洋装が導入されるまで日本の女性はほとんど下着らしい下着を着けていなかったことや女性もたち小便をしていた時代があったと言うことは知識として知っていた。しかし、そんな時代はほんの数十年であったことにも驚き。

また、隠されるからこそ羞恥心を感じるという過程も面白い。開けっぴろげな時代には陰部に過大な関心を持つことはない。ズロースと呼ばれていた時代、隠すものでなかった下着にも隠微な魅力は存在しなかった。隠される陰部、そして陰部を隠す下着。隠されたものへの興味と隠されるものへの羞恥心。下着の呼称がズロースからパンティへと移り変わるとともに隠すべき存在へと転化していく過程は純粋に興味深い事例である。さらに近年下着が見せるものになるにつれかえって見ても楽しくないものになってしまっている時代、この著者の解き明かした羞恥心の行く先はどこになったのだろうか。

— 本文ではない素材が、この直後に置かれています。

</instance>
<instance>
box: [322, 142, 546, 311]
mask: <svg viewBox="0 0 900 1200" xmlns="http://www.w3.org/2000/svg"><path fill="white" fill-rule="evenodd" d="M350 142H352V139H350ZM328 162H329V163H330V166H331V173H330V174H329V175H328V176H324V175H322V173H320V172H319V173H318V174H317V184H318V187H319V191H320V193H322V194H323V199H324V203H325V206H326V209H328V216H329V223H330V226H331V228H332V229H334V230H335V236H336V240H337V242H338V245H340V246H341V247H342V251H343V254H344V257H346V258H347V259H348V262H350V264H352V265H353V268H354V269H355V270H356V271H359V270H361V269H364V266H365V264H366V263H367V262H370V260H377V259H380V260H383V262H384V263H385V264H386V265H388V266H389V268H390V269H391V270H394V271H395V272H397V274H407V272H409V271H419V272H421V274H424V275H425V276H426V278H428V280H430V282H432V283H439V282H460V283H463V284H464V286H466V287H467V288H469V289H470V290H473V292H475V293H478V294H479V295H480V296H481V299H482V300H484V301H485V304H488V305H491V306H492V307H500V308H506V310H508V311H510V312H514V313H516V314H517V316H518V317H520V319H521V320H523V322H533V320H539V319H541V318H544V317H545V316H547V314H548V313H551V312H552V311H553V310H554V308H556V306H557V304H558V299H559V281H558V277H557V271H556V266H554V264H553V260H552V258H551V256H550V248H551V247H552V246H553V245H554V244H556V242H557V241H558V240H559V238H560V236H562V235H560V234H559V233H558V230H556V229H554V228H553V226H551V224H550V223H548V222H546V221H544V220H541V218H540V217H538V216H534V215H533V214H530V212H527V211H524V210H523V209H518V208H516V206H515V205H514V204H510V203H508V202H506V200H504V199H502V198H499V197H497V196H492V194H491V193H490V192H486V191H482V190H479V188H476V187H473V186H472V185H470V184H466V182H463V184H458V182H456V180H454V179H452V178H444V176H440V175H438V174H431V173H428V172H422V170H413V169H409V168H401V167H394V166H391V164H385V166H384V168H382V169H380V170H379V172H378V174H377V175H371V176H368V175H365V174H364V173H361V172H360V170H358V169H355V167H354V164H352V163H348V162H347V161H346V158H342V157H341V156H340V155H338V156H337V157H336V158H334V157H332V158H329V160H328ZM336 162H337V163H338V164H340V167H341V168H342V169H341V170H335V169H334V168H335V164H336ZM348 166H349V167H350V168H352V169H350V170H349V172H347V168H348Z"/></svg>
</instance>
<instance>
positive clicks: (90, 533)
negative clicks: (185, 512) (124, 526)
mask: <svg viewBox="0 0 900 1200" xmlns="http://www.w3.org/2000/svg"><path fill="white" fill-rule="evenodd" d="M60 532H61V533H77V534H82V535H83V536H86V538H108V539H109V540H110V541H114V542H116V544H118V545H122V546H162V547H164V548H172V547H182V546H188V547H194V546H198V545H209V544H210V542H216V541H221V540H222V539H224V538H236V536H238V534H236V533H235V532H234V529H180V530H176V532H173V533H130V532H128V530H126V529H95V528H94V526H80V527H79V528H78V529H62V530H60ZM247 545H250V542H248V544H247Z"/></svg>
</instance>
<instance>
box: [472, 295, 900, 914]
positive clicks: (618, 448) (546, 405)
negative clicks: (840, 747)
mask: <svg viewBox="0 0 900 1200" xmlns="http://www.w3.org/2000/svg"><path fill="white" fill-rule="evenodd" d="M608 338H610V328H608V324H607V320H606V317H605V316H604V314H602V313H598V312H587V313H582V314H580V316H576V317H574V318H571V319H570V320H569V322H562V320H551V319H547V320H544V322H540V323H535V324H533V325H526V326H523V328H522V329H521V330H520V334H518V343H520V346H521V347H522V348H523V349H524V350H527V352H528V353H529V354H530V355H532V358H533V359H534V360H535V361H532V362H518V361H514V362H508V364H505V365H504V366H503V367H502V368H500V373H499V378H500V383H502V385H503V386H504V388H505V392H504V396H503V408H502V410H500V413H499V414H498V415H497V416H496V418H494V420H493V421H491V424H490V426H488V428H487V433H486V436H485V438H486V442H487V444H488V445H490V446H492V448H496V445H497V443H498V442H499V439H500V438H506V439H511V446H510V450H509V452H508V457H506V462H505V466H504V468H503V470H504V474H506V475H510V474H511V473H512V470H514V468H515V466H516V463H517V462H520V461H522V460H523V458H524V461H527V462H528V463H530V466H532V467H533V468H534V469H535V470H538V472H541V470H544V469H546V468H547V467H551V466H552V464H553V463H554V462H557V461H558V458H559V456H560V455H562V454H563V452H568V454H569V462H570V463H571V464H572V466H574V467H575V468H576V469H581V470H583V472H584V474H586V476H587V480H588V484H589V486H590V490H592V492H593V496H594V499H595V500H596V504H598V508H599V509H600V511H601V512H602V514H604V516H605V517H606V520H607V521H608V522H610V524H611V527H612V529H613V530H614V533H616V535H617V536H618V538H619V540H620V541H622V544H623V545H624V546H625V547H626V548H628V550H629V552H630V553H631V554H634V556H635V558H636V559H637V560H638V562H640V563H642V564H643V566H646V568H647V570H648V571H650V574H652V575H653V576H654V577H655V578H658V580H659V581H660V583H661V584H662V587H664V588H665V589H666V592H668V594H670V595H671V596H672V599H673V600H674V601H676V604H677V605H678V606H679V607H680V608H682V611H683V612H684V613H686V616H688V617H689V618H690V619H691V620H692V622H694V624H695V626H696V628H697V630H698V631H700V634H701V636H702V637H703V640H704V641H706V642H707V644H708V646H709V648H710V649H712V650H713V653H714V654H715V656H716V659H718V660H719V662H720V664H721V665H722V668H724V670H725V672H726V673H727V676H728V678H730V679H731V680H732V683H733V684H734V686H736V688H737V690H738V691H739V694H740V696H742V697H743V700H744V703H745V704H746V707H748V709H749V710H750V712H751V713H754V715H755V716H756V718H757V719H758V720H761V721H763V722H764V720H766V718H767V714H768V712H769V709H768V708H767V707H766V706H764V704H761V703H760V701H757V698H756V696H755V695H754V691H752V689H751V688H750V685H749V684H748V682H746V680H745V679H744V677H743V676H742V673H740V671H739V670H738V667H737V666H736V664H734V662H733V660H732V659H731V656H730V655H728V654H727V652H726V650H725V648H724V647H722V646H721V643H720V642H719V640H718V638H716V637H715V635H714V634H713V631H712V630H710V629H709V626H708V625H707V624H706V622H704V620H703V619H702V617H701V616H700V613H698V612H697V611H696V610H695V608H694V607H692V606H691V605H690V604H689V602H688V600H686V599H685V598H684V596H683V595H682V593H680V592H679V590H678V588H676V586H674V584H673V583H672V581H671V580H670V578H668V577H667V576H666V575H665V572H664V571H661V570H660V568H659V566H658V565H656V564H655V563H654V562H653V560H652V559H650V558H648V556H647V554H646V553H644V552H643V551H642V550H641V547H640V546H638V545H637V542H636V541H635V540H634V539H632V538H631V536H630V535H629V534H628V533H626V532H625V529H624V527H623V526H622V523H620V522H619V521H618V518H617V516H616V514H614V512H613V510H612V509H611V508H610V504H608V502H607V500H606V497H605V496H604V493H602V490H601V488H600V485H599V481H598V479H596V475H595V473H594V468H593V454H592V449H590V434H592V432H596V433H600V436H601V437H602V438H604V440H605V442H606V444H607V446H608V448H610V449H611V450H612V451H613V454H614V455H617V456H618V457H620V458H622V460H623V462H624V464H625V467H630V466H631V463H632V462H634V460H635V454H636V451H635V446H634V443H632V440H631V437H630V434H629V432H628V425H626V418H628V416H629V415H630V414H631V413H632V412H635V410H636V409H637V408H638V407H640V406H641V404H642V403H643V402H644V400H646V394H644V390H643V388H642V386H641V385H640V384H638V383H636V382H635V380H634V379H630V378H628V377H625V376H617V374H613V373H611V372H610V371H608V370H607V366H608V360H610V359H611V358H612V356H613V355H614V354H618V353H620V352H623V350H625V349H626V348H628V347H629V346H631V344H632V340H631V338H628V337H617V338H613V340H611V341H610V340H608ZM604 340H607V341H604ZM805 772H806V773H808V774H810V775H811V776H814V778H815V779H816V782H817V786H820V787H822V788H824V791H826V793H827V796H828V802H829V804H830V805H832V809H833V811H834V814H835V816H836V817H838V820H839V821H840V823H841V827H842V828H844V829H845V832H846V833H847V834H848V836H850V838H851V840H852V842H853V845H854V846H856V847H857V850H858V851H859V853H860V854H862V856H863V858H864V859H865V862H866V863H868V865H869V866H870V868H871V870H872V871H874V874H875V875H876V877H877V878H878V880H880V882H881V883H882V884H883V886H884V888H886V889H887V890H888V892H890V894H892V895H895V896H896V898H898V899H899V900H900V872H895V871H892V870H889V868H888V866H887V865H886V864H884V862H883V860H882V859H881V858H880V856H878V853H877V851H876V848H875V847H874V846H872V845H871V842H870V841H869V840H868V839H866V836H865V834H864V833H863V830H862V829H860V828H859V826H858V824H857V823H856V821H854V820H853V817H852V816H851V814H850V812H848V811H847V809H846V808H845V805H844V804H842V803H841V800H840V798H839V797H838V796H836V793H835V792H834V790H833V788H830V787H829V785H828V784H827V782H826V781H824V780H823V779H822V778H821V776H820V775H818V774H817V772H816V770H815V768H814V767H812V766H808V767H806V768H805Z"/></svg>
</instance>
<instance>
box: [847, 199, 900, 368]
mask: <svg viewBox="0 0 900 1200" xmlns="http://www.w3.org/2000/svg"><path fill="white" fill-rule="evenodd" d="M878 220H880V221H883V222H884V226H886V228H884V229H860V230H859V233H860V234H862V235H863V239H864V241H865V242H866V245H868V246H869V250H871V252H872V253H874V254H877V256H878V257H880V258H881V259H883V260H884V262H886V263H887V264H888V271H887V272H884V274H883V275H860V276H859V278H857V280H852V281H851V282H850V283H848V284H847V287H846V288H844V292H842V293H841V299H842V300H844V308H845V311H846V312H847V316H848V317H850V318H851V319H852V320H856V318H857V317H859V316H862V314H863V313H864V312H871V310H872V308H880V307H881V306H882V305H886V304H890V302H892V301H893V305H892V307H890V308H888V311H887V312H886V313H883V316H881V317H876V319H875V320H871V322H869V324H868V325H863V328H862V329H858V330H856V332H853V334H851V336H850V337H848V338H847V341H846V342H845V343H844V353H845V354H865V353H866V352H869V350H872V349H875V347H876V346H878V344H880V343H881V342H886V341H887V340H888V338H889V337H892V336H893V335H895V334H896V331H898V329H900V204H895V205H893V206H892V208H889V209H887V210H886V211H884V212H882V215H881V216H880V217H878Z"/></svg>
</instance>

著者はこの本で自分の一人前の風俗史家と自負をもてるようになったとのこと。
パンツを巡る羞恥心の歴史を同時代の新聞雑誌の記事から小説の記述に至るまで広く漁り、これまでの常識を覆すようなパンツを巡る近代史を描き出した著者の労力と筆力には感服である。現在の知識や見識から過去を測るのではなく、同時代の人々の目を意識した著作は学者としての力量の確かさを余すところなく示している。
さらに興味本位、生涯一好事家という意気込みがこの著作を支えている。対象に対する愛情のなせる技である。対象が対象だけに開き直りとも言えなくもないが、これくらいの度胸が学者にも必要と言うことだろう。